In 1968, fury at the Vietnam war sparked protests and uprisings across the world: from Paris and Prague to Mexico. Tariq Ali considers the legacy 40 years on
A decade before the French Revolution, Voltaire remarked that "History is the lies we agree on". Afterwards there was little agreement on anything. The debate on 1968 was recently revived by Nicolas Sarkozy, who boasted that his victory in last year's presidential elections was the final nail in the '68 coffin. The philosopher Alain Badiou's tart response was to compare the new president of the republic to the Bourbons of 1815 and Marshal Pétain during the war. They, too, had talked about nails and coffins.
"May 1968 imposed intellectual and moral relaivism on us all," Sarkozy declared. "The heirs of May '68 imposed the idea that there was no longer any difference between good and evil, truth and falsehood, beauty and ugliness. The heritage of May 1968 introduced cynicism into society and politics."
He even blamed the legacy of May '68 for greedy and seedy business practices. The May '68 attack on ethical standards helped to "weaken the morality of capitalism, to prepare the ground for the unscrupulous capitalism of golden parachutes for rogue bosses". So the 60s generation is held responsible for Enron, Conrad Black, the subprime mortgage crisis, Northern Rock, corrupt politicians, deregulation, the dictatorship of the "free market", a culture strangled by brazen opportunism.
The struggle against the Vietnam war lasted 10 years. In 2003 people came out again in Europe and America, in even larger numbers, to try to stop the Iraq war. The pre-emptive strike failed. The movement lacked the stamina and the resonance of its predecessors. Within 48 hours it had virtually disappeared, highlighting the changed times.

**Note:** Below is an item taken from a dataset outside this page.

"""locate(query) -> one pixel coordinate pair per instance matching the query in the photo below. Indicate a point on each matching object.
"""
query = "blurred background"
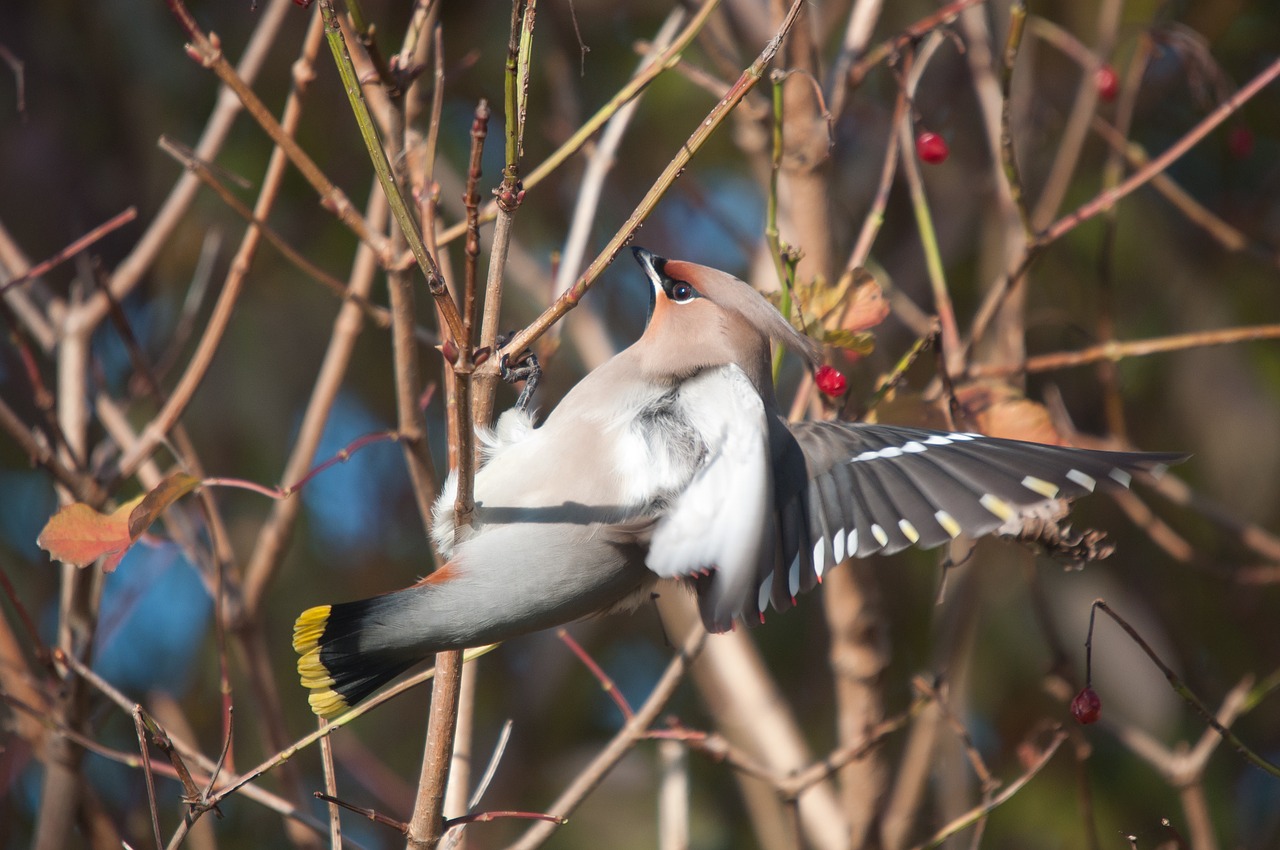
(100, 85)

Were the dreams and hopes of 1968 all idle fantasies? Or did cruel history abort something new that was about to be born? Revolutionaries - utopian anarchists, Fidelistas, Trotskyist allsorts, Maoists of every stripe - wanted the whole forest. Liberals and social democrats were fixated on individual trees. The forest, they warned us, was a distraction, far too vast and impossible to define, whereas a tree was a piece of wood that could be identified, improved and crafted into a chair or a table. Now the tree, too, has gone.